Thursday, March 5, 2009

The Old Apthorp

I started reading this article about a multi-generational family living in the Apthorp, a famous old apartment buinding on New York's Upper West Side, and I wanted to feel all the things I was supposed to feel. I wanted to feel nostalgia for the days when you'd balk at $675/month rent. I yearned to feel admiration for the quirky family with names like Coke and Mercury who took in stray cats and lost souls. I hoped to think, "Oh, it's so sad those days are gone and those developers really got their comeuppance" because over-developed highly priced apartments now stand empty. But, I have to admit, all I felt was annoyed, so annoyed that I had to stop reading.
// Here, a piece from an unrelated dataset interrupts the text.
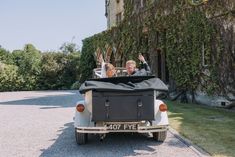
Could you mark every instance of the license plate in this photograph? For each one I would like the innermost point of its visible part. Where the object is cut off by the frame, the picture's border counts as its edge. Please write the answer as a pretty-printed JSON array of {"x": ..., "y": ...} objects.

Maybe it was the $675 starter controlled rent, or the current rent of $2,850, maintained by careful cultivation of an in-the-home income of $175,000. (I have no doubt that the family, succesful restaurateurs, has means well beyond that.) Maybe it was the strange shock that Coke felt in high school when he learned that not everyone in New York City lived in 8-room spreads. Maybe it's just the Apthorp, because used to be you were damn lucky to get an apartment in that building, and it turns out that a lot of people were damned lucky to get paid to leave. (Some, it's reported, were paid as much as a million dollars, this after paying below-market rents for decades.)

It's not that I don't think housing costs are too high in this city, they are, and the cost of renting or buying an apartment keeps people out or drives them away or leaves them on the streets. Housing is completely unreasonable. But, as a very succesful literary agent once told me, if you get lucky in New York, you can get really lucky, and everyone who had a chance to live in the Apthorp shared that luck and I'm just not so interested in mooning over its loss. I did that once with Nora Ephron. I could just barely take her amused self-indulgence about having to find a new eyebrow threader on the Upper East Side; the only reason I could was because it was Nora Ephron. But I can't do it again. It's enough about people mooning over the Apthorp. Moving on.